The brilliant, mercurial Rabbi Elazar ben Arach offers us three pieces of advice at Avot 2:19, one of which is this:
דַע מַה
שֶּׁתָּשִׁיב לְאֶפִּיקוּרוּס
Know what to answer a heretic.
How relevant is this teaching to us today? At a time when
religious observance was the norm and the notion of God’s existence was
generally beyond question, the apikoros (heretic) could be expected to
be well-informed and thoroughly versed in religious matters, and capable of
arguing the case against Judaism (or, for that matter, any other religion). To
take on an apikoros was no easy task: one needed mastery of the Torah
and of our extensive and complex prophetic literature as an absolute minimum.

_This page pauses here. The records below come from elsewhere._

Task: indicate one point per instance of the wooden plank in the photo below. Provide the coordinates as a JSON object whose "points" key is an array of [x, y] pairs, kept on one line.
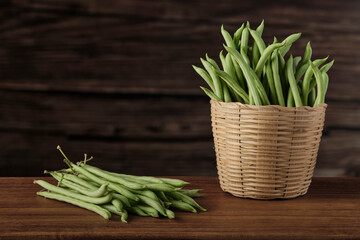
{"points": [[133, 46], [330, 210], [131, 117], [27, 154]]}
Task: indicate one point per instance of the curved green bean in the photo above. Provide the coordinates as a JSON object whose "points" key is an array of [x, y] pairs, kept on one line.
{"points": [[205, 76], [89, 206], [276, 77], [68, 193], [112, 178], [113, 186], [292, 82]]}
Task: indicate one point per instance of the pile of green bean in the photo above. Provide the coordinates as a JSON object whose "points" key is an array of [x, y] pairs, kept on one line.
{"points": [[259, 75], [105, 192]]}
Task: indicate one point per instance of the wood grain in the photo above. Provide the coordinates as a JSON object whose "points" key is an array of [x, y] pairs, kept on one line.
{"points": [[115, 79], [329, 211]]}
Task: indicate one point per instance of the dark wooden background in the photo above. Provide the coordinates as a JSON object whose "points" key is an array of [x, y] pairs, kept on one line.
{"points": [[114, 79]]}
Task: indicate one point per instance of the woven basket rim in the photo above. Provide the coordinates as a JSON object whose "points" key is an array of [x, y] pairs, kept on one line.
{"points": [[278, 107]]}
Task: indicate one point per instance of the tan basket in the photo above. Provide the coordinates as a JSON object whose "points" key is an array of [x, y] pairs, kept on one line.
{"points": [[266, 152]]}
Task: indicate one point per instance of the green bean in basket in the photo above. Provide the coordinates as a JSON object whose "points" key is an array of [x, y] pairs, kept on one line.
{"points": [[105, 192], [259, 75]]}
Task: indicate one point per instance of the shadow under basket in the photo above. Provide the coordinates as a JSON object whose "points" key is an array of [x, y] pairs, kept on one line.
{"points": [[266, 152]]}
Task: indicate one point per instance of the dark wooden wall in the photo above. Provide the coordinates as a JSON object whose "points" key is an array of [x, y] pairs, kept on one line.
{"points": [[114, 79]]}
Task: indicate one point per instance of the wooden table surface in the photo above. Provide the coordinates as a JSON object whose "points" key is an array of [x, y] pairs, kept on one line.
{"points": [[331, 210]]}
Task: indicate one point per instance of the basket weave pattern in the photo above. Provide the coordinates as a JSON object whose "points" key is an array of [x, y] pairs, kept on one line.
{"points": [[266, 152]]}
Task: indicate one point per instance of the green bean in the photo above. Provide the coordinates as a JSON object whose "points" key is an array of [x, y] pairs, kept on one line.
{"points": [[320, 84], [292, 82], [170, 213], [153, 203], [117, 204], [89, 206], [247, 72], [211, 94], [307, 78], [255, 50], [182, 206], [244, 45], [312, 97], [215, 79], [227, 97], [205, 76], [227, 37], [237, 36], [123, 213], [258, 40], [137, 211], [112, 178], [211, 61], [149, 210], [265, 56], [97, 193], [307, 55], [122, 198], [192, 192], [269, 76], [116, 187], [227, 78], [276, 77], [288, 42], [186, 199], [55, 189], [161, 187]]}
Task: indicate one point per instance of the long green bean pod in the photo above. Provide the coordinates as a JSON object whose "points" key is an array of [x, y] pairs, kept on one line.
{"points": [[89, 206], [276, 77], [292, 82], [59, 190]]}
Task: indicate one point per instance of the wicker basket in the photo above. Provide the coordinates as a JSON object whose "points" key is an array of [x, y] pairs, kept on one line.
{"points": [[266, 152]]}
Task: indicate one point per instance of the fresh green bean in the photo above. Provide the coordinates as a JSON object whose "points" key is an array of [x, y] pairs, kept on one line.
{"points": [[116, 187], [148, 210], [182, 206], [152, 203], [237, 36], [117, 204], [244, 45], [137, 211], [186, 199], [122, 198], [170, 213], [89, 206], [192, 192], [205, 76], [247, 73], [307, 55], [97, 193], [161, 187], [265, 56], [227, 78], [306, 81], [68, 193], [276, 77], [320, 84], [292, 82], [288, 42], [123, 213], [255, 50], [112, 178], [215, 79], [211, 94]]}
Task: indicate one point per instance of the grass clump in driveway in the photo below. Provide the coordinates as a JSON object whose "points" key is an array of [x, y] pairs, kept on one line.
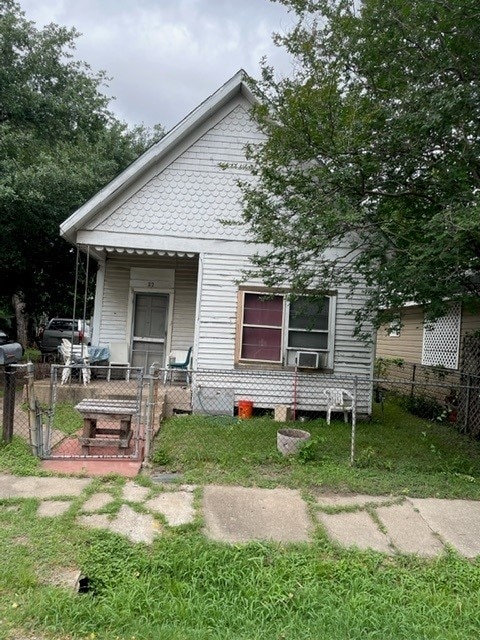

Nowadays, as Rabbi Lord Jonathan Sacks once observed, the apikoros is
most likely to be someone who has neither knowledge nor interest in the
existence of God and the truth of the Torah. Cynical and likely to be hostile
to religion, he has no doubts to call his own, but to argue with him is to risk
generating doubts in oneself.
Rabbi Norman Lamm (Foundation of Faith, ed. Rabbi
Mark Dratch) uses this mishnah as the basis of an idea of his own—that, in our
portrayal of Judaism in contemporary society, we should be careful not to
create heretics. He writes:
“[W]e Jews ought to be so very
concerned not only by the impression we make upon outsiders, but by how we
appear to our fellow Jews who have become estranged from our sacred tradition. We
have labored long and hard and diligently to secure an image of Judaism which
does not do violence to Western standards of culture and modernity. But at
times the image becomes frayed and another, less attractive image is revealed… Sometimes
we have made it appear that we are barely emerging from the cocoon of
medievalism”.
This is a difficult line to take. Yes, we do try to portray
our Judaism as being compatible with the norms of contemporary society—but this
is not easy when that society is not hospitable to most forms of religious
practice and is quite sceptical regarding religious belief. We can’t pretend that the Torah only teaches things
that are woke or politically correct when we know it doesn’t. That’s why two
recent English-language books have proved so important. In Shmuel Phillips’s Judaism
Reclaimed (Mosaica, 2019) and Raphael Zarum’s Questioning Belief (Maggid,
2023), the authors are conscious of the need to address uncomfortable questions
in a lucid and respectful manner, seeking to explain the deeper meanings
contained in the Torah rather than rely on soundbites and rhetoric.
Rabbi Lamm continues:
“If we are to be witnesses to
Torah, then we Jews must have a more impressive means of communicating with the
non-observant segments of our people. Saadia Gaon pointed out a thousand years
ago that the best way to make a heretic, an apikoros, is to present an
argument for Judaism that is ludicrous and unbecoming. We cannot afford to have
sloppy newspapers, second-rate schools, noisy synagogues, or unaesthetic and
repelling services. When you testify for God and for Torah, every word must be
counted and polished!”
Does Rabbi Lamm go too far here? His citation of Saadia Gaon’s point is apt,
but how does he get from that to his conclusion? Do “noisy synagogues and
repelling services” create heretics—or merely people who are indifferent to
organised Judaism and its traditional rituals?